La raffica intanto scuoteva i tendaggi confusi con le ombre, e a un certo punto, vinta ogni loro resistenza, riuscì a strapparli e a sollevarli uno dopo l’altro. Subito fu come trovarmi a bordo di un veliero perduto tra le burrasche in alto mare, le cui vele colossali, non ammainate in tempo dalla ciurma, ora venivano squarciate, ora volavano via. Intorno a me nacque un unico fremito, un sollevarsi di tende, un incresparsi di lenzuoli e tovaglie.

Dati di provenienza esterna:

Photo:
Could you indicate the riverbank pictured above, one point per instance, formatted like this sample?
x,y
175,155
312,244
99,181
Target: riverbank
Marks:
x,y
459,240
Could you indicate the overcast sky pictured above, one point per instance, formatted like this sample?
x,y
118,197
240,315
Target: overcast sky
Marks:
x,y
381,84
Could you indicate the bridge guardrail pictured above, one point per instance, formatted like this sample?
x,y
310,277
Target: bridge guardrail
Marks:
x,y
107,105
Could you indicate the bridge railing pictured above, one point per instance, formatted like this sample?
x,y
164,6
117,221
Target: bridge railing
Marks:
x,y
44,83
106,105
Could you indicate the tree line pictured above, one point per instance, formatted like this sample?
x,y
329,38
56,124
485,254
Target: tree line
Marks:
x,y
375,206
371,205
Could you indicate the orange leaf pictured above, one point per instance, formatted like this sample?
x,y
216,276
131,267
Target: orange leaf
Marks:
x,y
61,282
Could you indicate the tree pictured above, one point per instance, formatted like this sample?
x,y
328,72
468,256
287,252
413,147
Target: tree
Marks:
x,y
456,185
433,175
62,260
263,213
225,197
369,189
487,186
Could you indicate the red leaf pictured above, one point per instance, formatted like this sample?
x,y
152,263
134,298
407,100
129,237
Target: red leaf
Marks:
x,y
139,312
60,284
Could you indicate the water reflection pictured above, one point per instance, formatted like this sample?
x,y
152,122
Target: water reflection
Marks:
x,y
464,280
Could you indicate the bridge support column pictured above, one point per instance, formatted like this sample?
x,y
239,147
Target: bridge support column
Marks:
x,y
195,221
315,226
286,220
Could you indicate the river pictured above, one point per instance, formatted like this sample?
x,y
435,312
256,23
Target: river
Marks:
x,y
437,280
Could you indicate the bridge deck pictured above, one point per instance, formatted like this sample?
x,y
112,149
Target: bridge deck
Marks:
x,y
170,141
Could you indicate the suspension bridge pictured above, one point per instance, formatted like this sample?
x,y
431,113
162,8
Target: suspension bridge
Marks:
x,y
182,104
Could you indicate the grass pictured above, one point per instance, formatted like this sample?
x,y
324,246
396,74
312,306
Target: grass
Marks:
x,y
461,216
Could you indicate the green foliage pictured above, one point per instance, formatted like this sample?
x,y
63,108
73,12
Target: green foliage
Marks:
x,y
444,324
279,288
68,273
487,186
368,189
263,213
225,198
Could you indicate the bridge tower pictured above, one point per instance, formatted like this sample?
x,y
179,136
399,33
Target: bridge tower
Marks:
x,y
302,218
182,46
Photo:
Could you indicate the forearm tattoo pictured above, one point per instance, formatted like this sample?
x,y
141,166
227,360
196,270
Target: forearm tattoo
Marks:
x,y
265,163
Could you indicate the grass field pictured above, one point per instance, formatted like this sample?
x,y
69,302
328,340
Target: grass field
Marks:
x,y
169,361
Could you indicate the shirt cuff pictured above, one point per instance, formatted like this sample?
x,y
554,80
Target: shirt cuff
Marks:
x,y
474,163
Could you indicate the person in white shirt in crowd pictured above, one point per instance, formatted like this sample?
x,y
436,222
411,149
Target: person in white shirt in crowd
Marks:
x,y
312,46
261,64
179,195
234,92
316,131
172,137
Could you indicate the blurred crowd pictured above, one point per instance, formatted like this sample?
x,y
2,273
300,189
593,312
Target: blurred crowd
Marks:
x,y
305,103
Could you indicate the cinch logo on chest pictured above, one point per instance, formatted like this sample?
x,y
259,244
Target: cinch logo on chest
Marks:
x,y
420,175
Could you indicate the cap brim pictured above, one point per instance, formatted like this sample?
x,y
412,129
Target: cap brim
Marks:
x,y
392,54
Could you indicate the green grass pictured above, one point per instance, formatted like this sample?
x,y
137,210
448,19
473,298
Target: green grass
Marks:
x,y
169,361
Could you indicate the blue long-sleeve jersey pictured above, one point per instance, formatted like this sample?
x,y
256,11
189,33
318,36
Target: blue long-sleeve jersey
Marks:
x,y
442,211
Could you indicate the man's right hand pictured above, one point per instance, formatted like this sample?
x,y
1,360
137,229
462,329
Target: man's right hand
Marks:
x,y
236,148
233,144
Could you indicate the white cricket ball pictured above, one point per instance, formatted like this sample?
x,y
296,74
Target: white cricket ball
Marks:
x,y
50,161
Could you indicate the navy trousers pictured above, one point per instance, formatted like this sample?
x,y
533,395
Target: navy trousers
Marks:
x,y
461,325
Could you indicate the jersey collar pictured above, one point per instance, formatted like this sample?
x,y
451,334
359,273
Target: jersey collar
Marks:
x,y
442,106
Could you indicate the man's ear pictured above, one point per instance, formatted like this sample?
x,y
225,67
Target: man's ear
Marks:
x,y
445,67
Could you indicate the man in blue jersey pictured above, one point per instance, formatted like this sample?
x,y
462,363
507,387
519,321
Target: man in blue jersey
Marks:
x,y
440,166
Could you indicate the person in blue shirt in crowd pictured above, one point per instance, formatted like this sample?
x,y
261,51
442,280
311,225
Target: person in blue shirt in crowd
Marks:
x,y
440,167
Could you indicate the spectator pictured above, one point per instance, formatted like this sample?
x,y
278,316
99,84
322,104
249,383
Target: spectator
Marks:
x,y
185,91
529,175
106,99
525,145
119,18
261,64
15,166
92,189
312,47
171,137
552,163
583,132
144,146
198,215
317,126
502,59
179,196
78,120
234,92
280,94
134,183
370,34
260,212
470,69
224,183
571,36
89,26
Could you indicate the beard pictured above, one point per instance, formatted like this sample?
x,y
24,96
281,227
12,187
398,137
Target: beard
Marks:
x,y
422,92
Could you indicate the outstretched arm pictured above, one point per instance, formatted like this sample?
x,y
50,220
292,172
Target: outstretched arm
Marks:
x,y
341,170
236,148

E fu in quel momento che vidi!
Da uno dei tanti teli emerse la mia figura. Era bianca e tetra, simile a un cadavere vomitato dalla tomba. Nemmeno io so dire con quale nuovo impeto d’animo riuscii ad andarle incontro. Mi sentivo accecato da una curiosità sovrumana, e sotto il suo influsso attraversai il salone, diretto verso il terribile riflesso. Lo specchio si ingigantiva man mano che mi avvicinavo… e quale sgomento mi travolse appena lo ebbi raggiunto! Vidi i capelli, lunghi e corvini, incorniciare una fronte ampia, vestita di una pelle morbida, dove le due sopracciglia si arcuavano lisce e non troppo folte; vidi i miei stessi occhi verdi rilucere nell’oscurità, poco distanti dalle labbra quanto mai rosee e carnose; e vidi, con incerto stupore, la tinta purpurea delle guance rotonde, che si estendeva anche al resto del corpo, a sua volta proporzionato e armonioso in ogni dettaglio, dai morbidi fianchi alla carne dei muscoli.
Di colpo compresi la ripugnanza da cui era invaso il mio essere.
Un mostro! Un mostro!
L’orrore appariva tanto devastante quanto innegabile.
Stordito, dopo aver ondeggiato su me stesso, non percepii più le gambe sorreggermi, e caddi bocconi davanti allo specchio – quello specchio maledetto dentro il quale, troppo a lungo, era rimasta imprigionata la verità.
Fu come se il mondo intero avesse preso a strillarmi addosso.
Nella disperazione, annaspai verso le cucine e lì cercai un coltello; lo trovai; mi colpii al volto.
Quando infine qualcuno arrivò, boccheggiavo nel sangue senza proferire suono. Si pensò che fossi prossimo alla morte. Accorsero i medici. Adesso però, al posto del consueto sbigottimento, nessuno di loro reprimeva uno strano e macabro entusiasmo, e tutti facevano a gara per accarezzarmi con le mani unticce, congratulandosi per la vicina guarigione in un tripudio di applausi e di risa.
«Miraculum! Il paziente sta meglio.»
«Guardatelo, signori, è perfetto!»
«Un capolavoro. Avevo dunque ragione!»
Di lì a poco anche le sagome dei nonni fecero capolino sul tavolo dove i soccorritori mi avevano adagiato. I loro lineamenti apparivano rasserenati, e udii distintamente un sussurro benevolo di mia nonna: «Tranquillo. Ci siamo passati tutti.»
Quelle parole mi trasmisero nuova energia.
Mezzo stralunato, non riuscii a reprimere un sorriso di vittoria.
E per la prima volta mi sentii parte della famiglia.